Neural Tissue Engineering for Neuroregeneration and Biohybridized Interface Microsystems in Vivo (Part 2)
Critical Reviews in Biomedical Engineering. 2011 | Pubmed ID: 21967304
Neural tissue engineering offers tremendous promise to combat the effects of disease, aging, or injury in the nervous system. Here we review neural tissue engineering with respect to the design of living tissue to directly replace damaged or diseased neural tissue, or to augment the capacity for nervous system regeneration and restore lost function. This article specifically addresses the development and implementation of tissue engineered three-dimensional (3-D) neural constructs and biohybridized neural-electrical microsystems.
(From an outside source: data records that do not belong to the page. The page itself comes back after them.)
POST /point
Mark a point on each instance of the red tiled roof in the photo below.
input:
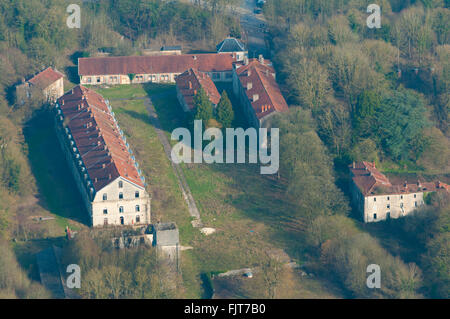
(97, 137)
(262, 79)
(190, 82)
(45, 78)
(155, 64)
(370, 181)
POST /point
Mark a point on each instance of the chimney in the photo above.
(261, 59)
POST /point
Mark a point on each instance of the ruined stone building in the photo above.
(377, 199)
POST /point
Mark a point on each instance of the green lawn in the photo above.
(246, 208)
(130, 91)
(56, 185)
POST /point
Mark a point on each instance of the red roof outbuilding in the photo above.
(97, 138)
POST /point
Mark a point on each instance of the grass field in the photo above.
(246, 208)
(57, 189)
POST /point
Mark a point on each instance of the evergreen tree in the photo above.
(224, 111)
(203, 106)
(363, 115)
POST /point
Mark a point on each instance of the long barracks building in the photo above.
(105, 171)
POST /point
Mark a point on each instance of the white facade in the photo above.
(121, 203)
(382, 207)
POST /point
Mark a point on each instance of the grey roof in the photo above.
(230, 45)
(166, 234)
(171, 48)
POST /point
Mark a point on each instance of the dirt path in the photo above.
(186, 191)
(187, 195)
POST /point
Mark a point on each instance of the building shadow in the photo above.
(58, 191)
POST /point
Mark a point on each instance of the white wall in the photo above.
(381, 209)
(128, 203)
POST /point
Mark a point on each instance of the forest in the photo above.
(355, 94)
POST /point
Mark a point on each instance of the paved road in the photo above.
(254, 26)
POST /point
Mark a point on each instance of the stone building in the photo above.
(254, 82)
(153, 69)
(233, 45)
(377, 199)
(49, 82)
(188, 84)
(102, 163)
(166, 238)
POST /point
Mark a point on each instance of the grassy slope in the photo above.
(246, 208)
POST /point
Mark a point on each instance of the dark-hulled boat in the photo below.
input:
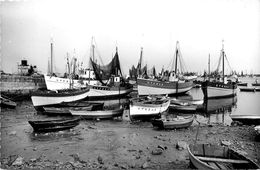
(242, 84)
(64, 108)
(7, 103)
(206, 156)
(247, 89)
(247, 119)
(50, 98)
(98, 114)
(173, 123)
(54, 125)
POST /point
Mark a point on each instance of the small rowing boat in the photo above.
(7, 103)
(207, 156)
(99, 114)
(173, 123)
(65, 110)
(53, 125)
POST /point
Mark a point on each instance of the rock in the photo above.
(18, 161)
(91, 127)
(100, 160)
(12, 133)
(145, 165)
(157, 151)
(226, 143)
(181, 145)
(160, 146)
(123, 167)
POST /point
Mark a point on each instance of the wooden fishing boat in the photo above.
(148, 107)
(173, 123)
(54, 125)
(172, 83)
(247, 89)
(242, 84)
(216, 88)
(7, 103)
(98, 114)
(206, 156)
(247, 119)
(183, 108)
(49, 98)
(255, 84)
(72, 106)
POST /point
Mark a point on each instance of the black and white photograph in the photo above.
(130, 84)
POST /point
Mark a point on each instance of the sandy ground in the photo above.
(111, 144)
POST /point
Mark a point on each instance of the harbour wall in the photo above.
(19, 87)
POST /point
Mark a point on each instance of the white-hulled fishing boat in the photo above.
(174, 84)
(146, 108)
(219, 89)
(209, 157)
(48, 98)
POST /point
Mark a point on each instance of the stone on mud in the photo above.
(18, 161)
(181, 145)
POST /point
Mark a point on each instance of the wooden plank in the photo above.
(222, 160)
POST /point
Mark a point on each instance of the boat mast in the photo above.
(51, 70)
(209, 67)
(176, 60)
(223, 57)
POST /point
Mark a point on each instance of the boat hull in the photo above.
(154, 87)
(218, 90)
(53, 125)
(50, 98)
(100, 114)
(105, 92)
(147, 111)
(58, 83)
(174, 123)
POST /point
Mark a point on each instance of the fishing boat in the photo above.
(98, 114)
(173, 123)
(64, 108)
(172, 83)
(49, 98)
(216, 88)
(148, 107)
(183, 108)
(54, 125)
(7, 103)
(247, 119)
(248, 89)
(207, 156)
(115, 87)
(242, 84)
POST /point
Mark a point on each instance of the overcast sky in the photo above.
(156, 25)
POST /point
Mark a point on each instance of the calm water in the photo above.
(218, 110)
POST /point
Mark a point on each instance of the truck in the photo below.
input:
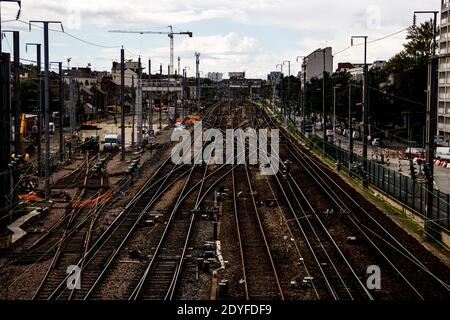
(112, 142)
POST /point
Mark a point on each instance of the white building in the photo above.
(236, 75)
(131, 71)
(315, 63)
(444, 73)
(274, 77)
(215, 76)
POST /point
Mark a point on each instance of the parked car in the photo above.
(112, 142)
(376, 142)
(91, 144)
(346, 132)
(411, 153)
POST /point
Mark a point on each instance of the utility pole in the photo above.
(184, 84)
(323, 100)
(197, 74)
(289, 89)
(39, 108)
(431, 228)
(133, 112)
(304, 66)
(139, 104)
(350, 123)
(150, 101)
(365, 106)
(334, 112)
(17, 101)
(47, 102)
(61, 110)
(281, 87)
(72, 116)
(17, 18)
(122, 92)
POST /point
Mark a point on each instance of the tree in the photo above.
(406, 94)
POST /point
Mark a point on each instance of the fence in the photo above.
(400, 187)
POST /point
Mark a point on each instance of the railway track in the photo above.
(395, 255)
(101, 255)
(260, 276)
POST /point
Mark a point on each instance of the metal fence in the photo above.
(405, 190)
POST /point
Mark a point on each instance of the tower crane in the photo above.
(170, 34)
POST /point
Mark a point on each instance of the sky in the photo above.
(233, 35)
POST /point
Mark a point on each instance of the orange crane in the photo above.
(170, 34)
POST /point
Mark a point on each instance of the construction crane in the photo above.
(170, 34)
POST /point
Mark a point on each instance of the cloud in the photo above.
(309, 23)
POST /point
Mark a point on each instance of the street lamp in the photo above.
(17, 17)
(323, 99)
(304, 87)
(365, 107)
(289, 88)
(281, 88)
(334, 111)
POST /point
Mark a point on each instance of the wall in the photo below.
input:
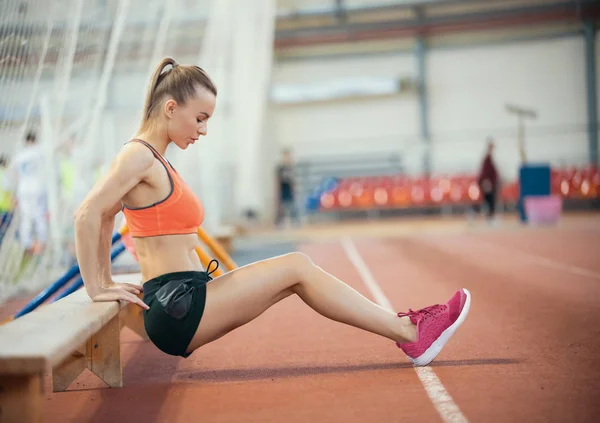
(468, 88)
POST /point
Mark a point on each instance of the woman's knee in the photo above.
(299, 264)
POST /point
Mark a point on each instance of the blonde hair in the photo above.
(178, 82)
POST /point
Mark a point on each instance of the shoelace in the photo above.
(210, 272)
(424, 312)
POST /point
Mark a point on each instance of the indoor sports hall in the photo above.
(336, 165)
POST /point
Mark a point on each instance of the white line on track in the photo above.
(441, 399)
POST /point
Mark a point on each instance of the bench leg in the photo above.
(21, 398)
(66, 372)
(131, 316)
(103, 352)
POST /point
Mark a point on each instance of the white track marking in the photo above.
(441, 399)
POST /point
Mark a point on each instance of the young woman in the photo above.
(184, 308)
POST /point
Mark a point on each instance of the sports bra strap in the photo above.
(156, 153)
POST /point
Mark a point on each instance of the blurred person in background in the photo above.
(488, 183)
(28, 170)
(286, 206)
(6, 200)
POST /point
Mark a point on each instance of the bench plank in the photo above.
(46, 336)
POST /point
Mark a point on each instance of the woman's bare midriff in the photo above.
(167, 254)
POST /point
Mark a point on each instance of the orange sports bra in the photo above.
(181, 212)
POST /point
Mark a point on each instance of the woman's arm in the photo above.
(99, 207)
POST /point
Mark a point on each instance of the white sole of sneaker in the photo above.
(431, 353)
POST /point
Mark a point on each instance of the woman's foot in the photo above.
(435, 325)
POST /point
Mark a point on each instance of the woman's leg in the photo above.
(240, 296)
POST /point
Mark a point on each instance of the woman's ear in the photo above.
(170, 107)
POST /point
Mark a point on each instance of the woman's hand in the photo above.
(120, 292)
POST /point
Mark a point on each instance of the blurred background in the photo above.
(327, 110)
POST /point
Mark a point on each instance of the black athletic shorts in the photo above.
(176, 302)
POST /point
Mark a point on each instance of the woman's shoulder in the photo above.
(134, 155)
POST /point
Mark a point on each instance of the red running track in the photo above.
(528, 351)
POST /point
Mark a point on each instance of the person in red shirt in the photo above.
(488, 182)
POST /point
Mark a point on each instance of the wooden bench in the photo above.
(65, 338)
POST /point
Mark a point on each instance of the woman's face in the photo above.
(187, 123)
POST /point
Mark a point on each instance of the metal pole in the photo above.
(420, 51)
(62, 85)
(161, 37)
(101, 92)
(591, 88)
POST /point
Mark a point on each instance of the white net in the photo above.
(75, 73)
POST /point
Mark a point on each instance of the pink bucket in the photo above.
(544, 209)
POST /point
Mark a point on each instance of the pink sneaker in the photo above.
(435, 325)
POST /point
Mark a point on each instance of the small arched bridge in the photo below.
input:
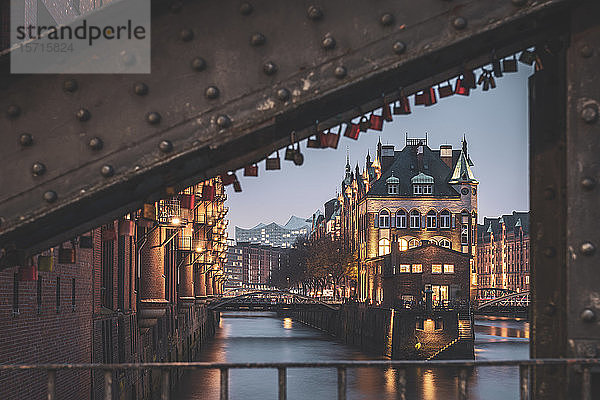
(511, 303)
(269, 299)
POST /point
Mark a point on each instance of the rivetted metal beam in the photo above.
(228, 85)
Living 3-D neural constructs may be "pre-engineered" in vitro with controlled neuroanatomical and functional characteristics for neuroregeneration, to recapitulate lost neuroanatomy, or to serve as a nervous tissue interface to a device. One application being investigated is developing constructs of axonal tracts that, upon transplantation, may facilitate nervous system repair by directly restoring lost connections or by serving as a targeted scaffold to promote host regeneration by exploiting axon-mediated axonal regeneration. In another application, living nervous tissue engineered constructs are being investigated to biohybridize neural-electrical interface microsystems for functional integration with the nervous system. With this design, in vivo neuritic ingrowth and synaptic integration may occur with the living component, potentially exploiting a more natural integration with the nonorganic interface. Overall, the use of tissue engineered 3-D neural constructs may significantly advance regeneration or device-based deficit mitigation in the nervous system that has not been achieved by non-tissue engineering approaches.